Başka bir aşkı bekleyerek. Maalesef aşk yarası pek kolay sarılamıyor. Düşünceler, kahırlar, insanın beyninde o kadar derinlerde izler bırakıyor ki dünyanın sonu gelmiş gibi oluyor insan. Tabii herkeste yarattığı etki başka olabilir. Ben sürekli kendimi telkin etmeye çalışırım. “Geçecek, az kaldı, unutulacak, bu da iyileşecek, bir önceki nasıl geçtiyse bu da geçecek” diye düşünürüm.  İnsan kendi kendinin doktoru olmak zorunda, yapacak bir şey yok.

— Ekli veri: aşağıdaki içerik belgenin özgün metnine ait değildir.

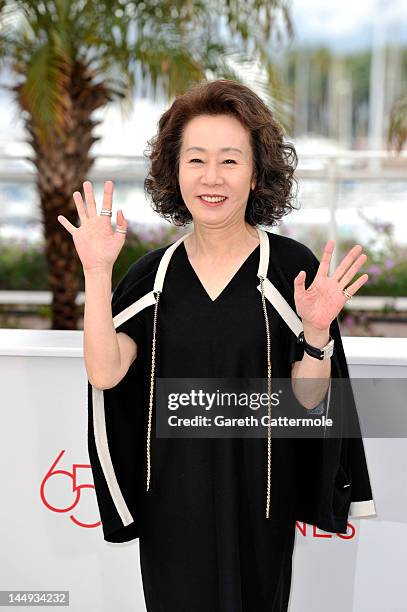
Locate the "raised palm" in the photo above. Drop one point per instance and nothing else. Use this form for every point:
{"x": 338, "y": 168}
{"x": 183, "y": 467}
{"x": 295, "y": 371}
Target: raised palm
{"x": 97, "y": 245}
{"x": 320, "y": 304}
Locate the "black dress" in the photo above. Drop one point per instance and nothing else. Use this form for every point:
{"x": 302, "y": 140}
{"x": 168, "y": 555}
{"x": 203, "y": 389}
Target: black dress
{"x": 205, "y": 542}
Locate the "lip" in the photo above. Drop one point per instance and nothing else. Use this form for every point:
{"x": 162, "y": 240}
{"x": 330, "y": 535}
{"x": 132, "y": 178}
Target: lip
{"x": 212, "y": 204}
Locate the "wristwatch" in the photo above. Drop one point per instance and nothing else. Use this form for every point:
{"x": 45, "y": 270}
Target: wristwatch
{"x": 325, "y": 353}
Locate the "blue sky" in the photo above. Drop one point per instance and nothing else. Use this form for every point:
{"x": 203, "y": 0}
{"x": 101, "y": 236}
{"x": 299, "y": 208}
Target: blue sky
{"x": 340, "y": 24}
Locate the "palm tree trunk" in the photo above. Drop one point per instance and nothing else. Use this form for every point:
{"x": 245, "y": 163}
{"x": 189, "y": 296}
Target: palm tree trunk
{"x": 62, "y": 160}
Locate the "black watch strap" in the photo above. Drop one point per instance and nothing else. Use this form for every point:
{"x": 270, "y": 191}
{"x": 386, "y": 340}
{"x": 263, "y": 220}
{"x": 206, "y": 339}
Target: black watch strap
{"x": 324, "y": 353}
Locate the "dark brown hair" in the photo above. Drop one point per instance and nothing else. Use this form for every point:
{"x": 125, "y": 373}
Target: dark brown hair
{"x": 274, "y": 161}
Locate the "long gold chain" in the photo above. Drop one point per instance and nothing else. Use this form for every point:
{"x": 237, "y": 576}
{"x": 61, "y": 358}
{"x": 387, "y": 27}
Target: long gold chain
{"x": 269, "y": 401}
{"x": 150, "y": 412}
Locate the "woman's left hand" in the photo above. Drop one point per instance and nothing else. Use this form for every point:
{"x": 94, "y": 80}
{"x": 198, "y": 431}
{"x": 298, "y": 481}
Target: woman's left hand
{"x": 320, "y": 304}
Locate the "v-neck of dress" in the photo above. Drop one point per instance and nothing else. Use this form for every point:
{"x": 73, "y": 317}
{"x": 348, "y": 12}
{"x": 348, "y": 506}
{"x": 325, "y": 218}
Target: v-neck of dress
{"x": 228, "y": 284}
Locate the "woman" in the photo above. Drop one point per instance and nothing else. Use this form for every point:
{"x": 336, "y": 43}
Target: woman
{"x": 216, "y": 529}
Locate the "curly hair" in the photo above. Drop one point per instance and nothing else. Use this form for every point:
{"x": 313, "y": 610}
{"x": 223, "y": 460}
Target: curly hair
{"x": 274, "y": 160}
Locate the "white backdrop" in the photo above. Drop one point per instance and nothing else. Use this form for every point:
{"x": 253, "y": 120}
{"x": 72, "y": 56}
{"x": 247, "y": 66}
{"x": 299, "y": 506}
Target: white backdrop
{"x": 50, "y": 536}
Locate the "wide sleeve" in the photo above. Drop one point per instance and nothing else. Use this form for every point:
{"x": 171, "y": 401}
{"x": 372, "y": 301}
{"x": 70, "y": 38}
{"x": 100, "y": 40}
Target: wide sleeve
{"x": 134, "y": 327}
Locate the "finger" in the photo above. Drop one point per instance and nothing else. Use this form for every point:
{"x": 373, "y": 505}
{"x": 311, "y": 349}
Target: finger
{"x": 107, "y": 196}
{"x": 80, "y": 206}
{"x": 67, "y": 224}
{"x": 121, "y": 223}
{"x": 299, "y": 283}
{"x": 346, "y": 262}
{"x": 355, "y": 267}
{"x": 323, "y": 268}
{"x": 357, "y": 284}
{"x": 90, "y": 199}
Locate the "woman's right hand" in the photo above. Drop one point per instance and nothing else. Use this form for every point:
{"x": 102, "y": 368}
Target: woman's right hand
{"x": 96, "y": 243}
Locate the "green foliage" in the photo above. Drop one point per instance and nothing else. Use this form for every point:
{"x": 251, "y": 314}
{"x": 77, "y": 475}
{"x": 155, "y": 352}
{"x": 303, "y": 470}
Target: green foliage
{"x": 23, "y": 266}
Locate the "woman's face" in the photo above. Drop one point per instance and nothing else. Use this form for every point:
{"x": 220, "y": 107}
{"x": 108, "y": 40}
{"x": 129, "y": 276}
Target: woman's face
{"x": 206, "y": 169}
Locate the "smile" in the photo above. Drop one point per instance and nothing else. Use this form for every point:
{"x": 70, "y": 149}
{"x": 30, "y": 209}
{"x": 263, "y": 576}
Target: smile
{"x": 212, "y": 201}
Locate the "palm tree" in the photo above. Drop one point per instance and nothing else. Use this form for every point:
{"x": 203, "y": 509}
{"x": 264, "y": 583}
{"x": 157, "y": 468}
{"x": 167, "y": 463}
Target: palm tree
{"x": 72, "y": 57}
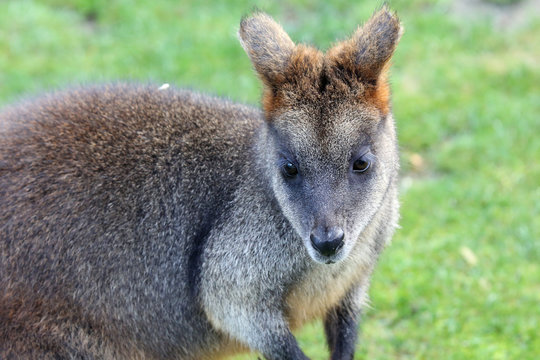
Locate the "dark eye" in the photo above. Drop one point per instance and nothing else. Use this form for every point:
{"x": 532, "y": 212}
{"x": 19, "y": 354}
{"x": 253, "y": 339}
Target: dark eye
{"x": 361, "y": 165}
{"x": 289, "y": 169}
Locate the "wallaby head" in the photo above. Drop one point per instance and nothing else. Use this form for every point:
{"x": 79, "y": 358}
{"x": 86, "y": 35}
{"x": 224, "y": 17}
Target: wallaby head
{"x": 328, "y": 145}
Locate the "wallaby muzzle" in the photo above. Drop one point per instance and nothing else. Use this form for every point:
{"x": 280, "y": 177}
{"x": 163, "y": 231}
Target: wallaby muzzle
{"x": 327, "y": 241}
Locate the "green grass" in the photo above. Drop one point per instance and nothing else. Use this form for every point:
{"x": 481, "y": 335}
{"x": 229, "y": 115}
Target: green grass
{"x": 467, "y": 104}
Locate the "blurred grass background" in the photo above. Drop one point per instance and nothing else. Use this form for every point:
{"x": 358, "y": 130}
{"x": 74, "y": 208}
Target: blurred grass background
{"x": 462, "y": 277}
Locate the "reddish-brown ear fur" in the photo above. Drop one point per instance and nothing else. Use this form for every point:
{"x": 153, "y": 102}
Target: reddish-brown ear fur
{"x": 268, "y": 46}
{"x": 298, "y": 73}
{"x": 366, "y": 57}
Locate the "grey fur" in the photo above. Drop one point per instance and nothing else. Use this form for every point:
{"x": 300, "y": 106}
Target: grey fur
{"x": 157, "y": 224}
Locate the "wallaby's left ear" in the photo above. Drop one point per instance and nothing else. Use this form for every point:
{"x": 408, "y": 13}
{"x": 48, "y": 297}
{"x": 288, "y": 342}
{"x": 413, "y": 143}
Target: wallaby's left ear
{"x": 268, "y": 46}
{"x": 370, "y": 48}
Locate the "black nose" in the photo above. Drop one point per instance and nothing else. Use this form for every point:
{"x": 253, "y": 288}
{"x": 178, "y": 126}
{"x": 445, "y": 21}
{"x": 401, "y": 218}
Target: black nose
{"x": 328, "y": 241}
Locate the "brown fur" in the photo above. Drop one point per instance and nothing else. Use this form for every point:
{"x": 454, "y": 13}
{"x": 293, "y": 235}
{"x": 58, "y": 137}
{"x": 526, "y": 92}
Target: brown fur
{"x": 146, "y": 224}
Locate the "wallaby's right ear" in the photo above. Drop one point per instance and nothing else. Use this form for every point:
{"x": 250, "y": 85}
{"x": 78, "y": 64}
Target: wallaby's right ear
{"x": 268, "y": 46}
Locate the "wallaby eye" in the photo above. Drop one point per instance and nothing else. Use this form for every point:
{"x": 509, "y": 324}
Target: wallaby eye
{"x": 361, "y": 165}
{"x": 289, "y": 169}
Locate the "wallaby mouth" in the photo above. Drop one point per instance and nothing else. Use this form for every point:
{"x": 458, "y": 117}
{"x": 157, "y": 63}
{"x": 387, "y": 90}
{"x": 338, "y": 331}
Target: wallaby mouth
{"x": 327, "y": 242}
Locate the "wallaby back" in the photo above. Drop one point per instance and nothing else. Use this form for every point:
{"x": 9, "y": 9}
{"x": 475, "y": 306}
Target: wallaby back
{"x": 140, "y": 222}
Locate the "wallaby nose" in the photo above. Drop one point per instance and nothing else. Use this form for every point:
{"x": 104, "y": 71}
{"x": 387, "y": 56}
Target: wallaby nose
{"x": 328, "y": 241}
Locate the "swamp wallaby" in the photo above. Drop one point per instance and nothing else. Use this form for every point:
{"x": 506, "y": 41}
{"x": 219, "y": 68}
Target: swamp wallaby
{"x": 138, "y": 222}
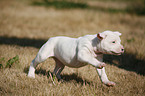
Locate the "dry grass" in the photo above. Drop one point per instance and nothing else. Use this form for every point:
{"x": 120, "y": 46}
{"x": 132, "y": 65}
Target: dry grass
{"x": 24, "y": 28}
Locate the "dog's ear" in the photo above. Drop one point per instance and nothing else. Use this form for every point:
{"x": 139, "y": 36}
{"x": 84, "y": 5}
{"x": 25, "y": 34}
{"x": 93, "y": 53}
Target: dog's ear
{"x": 100, "y": 36}
{"x": 117, "y": 33}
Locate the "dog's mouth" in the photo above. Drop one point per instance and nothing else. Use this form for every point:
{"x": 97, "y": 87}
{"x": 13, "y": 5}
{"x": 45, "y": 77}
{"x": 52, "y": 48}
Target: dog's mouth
{"x": 116, "y": 53}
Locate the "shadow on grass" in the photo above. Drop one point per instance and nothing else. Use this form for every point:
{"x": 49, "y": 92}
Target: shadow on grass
{"x": 22, "y": 41}
{"x": 65, "y": 77}
{"x": 64, "y": 4}
{"x": 127, "y": 61}
{"x": 134, "y": 8}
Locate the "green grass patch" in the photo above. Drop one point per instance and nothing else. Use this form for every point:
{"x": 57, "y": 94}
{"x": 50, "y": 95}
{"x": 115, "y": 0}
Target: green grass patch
{"x": 10, "y": 62}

Hiç “Kal Benim İçin” diyemediğiniz biri var mı?

Bu albümü hazırlarken diyemediğim biri oldu ne yazık ki albümün sonuna geldiğimizde “kal benim için” demeyi çok istemiştim ama olamadı. İşte buyurun bir başka aşk yarası daha.

9 ŞARKI DA KALBİMDE EŞİT

En çok hangi şarkı diğerlerinin arasında bir adım öne çıkıyor?


Bu gerçekten çok zor bir soru. Beşinci stüdyo albümüm ve kayıt süresi en uzun olan içlerinde. Her dinlediğim bir öncekinin önüne geçip seçmemi zorluyor. Hepsini çok ama çok severek seslendirdim. Dokuz şarkıdan dokuzu da kalbimde eşit değerde.

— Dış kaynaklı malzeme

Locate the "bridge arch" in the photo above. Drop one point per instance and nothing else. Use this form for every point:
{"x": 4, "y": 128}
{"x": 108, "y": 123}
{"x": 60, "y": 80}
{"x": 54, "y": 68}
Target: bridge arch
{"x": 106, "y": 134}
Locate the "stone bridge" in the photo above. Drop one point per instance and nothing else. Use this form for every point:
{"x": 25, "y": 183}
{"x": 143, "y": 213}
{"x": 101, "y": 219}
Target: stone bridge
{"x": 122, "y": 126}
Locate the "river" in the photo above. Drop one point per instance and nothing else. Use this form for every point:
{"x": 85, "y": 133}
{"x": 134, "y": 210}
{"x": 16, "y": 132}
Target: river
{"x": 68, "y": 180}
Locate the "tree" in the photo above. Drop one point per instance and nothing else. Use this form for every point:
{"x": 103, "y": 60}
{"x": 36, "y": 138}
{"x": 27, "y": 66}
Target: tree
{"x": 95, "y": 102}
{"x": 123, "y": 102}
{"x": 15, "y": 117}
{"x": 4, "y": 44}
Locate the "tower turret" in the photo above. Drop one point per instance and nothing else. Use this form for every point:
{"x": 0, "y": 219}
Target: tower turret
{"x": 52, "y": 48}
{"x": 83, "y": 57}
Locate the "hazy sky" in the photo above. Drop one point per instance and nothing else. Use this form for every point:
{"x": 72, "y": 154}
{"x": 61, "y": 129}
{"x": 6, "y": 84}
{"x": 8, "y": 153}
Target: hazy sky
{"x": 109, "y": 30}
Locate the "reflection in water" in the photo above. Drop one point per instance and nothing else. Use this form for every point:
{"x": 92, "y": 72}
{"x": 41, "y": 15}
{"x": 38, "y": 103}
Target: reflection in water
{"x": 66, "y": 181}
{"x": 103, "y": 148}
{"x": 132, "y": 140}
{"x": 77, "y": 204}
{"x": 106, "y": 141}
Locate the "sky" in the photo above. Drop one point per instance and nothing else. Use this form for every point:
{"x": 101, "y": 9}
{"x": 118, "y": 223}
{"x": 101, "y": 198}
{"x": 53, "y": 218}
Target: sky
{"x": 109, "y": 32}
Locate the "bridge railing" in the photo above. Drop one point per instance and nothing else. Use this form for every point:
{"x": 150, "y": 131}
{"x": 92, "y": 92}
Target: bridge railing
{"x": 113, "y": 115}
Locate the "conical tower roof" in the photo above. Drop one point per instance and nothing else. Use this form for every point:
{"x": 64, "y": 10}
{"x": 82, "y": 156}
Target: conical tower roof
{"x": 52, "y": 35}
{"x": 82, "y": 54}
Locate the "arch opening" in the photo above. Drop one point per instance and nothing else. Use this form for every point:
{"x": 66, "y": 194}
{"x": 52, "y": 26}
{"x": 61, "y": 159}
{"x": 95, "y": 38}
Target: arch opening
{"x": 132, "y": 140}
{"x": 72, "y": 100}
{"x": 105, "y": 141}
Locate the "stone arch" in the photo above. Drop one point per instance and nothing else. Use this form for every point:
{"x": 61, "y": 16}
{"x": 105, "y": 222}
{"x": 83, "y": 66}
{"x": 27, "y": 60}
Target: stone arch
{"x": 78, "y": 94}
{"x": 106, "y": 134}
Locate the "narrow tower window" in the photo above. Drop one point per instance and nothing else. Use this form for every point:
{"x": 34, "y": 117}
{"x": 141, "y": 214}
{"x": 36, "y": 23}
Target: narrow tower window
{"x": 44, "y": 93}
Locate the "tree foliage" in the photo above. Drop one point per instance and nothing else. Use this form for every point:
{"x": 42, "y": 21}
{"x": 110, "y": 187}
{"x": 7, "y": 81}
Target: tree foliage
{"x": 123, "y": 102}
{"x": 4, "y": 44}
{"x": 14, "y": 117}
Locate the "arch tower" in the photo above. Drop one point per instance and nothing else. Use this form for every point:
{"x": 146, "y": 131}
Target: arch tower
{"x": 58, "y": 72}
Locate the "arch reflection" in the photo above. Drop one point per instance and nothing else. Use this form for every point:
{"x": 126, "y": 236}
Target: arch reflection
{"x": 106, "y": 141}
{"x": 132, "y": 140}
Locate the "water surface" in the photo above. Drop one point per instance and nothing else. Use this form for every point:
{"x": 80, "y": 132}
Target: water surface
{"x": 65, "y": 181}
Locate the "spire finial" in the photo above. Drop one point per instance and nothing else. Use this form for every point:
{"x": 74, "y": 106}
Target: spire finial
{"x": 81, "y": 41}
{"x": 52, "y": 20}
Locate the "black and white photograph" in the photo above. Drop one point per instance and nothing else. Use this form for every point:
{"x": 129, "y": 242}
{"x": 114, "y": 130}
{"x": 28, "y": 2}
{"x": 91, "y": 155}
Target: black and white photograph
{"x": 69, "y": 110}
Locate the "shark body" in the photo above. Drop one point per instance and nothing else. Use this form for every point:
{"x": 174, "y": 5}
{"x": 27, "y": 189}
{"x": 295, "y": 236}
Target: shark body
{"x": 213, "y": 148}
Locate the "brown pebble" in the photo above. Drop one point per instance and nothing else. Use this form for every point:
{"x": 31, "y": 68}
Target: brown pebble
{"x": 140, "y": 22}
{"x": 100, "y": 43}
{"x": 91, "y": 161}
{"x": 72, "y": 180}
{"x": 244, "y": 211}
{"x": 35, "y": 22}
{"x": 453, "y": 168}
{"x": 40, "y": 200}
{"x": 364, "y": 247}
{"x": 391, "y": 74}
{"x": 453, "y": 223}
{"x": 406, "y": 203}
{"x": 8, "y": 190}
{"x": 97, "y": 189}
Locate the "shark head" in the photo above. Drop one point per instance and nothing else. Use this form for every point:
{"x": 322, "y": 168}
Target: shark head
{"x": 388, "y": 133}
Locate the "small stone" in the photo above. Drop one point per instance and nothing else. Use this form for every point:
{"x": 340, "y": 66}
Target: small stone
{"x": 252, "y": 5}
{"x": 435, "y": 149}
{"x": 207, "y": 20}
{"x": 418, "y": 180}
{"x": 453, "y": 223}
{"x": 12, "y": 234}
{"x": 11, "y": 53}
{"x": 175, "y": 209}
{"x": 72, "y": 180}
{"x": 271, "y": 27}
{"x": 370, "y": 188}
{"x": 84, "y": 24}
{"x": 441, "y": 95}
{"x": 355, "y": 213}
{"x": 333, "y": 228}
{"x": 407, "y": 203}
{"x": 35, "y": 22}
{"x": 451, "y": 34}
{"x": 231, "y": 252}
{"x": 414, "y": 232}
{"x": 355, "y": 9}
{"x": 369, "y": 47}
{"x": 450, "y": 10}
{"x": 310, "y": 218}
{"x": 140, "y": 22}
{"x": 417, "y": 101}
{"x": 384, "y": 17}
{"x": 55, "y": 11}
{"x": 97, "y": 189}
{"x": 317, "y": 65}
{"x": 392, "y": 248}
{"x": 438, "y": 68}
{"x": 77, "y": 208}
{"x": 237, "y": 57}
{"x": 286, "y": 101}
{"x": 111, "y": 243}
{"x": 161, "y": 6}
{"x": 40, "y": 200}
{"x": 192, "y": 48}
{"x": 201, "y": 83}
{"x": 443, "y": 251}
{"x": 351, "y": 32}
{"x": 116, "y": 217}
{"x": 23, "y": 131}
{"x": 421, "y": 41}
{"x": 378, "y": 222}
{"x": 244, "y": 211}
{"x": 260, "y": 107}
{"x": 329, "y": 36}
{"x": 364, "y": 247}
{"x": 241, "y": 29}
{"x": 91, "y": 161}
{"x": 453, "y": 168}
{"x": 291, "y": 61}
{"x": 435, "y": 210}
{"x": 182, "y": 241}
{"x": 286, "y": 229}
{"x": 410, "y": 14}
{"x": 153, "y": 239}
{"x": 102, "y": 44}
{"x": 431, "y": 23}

Bu şarkıları yorumlamak cesaret isteyen bir iş değil mi?

Tabii ki insan heyecanlanıyor. İbrahim Tatlıses, Kibariye gibi isimlerin büyük isimlerin şarkıları. Kendi yorumlayacağım şarkıları seçtik. O yüzden herkesin keyifle dinleyeceği şarkılardan oluşan bir repertuar hazırladım.

AYRILIK MI, NEFRET Mİ?

İnsan, sesini nerede nasıl kullanacağını, bunun dinleyiciye ulaşacağı en kusursuz anı ve bu iniş-çıkışların şarkıya neler katacağını öğrenebilir mi zamanla yoksa bu tamamen içten gelen bir tepki mi?


Genç yaşta şarkı söylemeye başlamış olmam bir etken olabilir, tabii ki tiyatro mezunu olmamın da etkisi var. Şarkının duygusunu genel olarak kavrayıp ne anlattığının ve bunu başka bir şekilde nasıl anlatabileceğimin derdindeyim. Bir özlem mi var yoksa sevinç mi? Ayrılık mı yoksa nefret mi? Bunu o hissin hakkını vererek söylemek gerektiğini biliyorum sadece. Tabii ki şarkının neresinde haykırmak gerektiğini, neresinde sesinizi düşürmek gerektiğini düşünerek söylüyorum. Günlük hayatımızda nasıl ki kızdığımızda sesimiz yükseliyor ve sertleşiyorsa ya da üzüldüğümüz veya hayal kırıklığına uğradığımızda sesimiz küçülüyorsa ben de bu oyunları şarkılarıma katıyorum.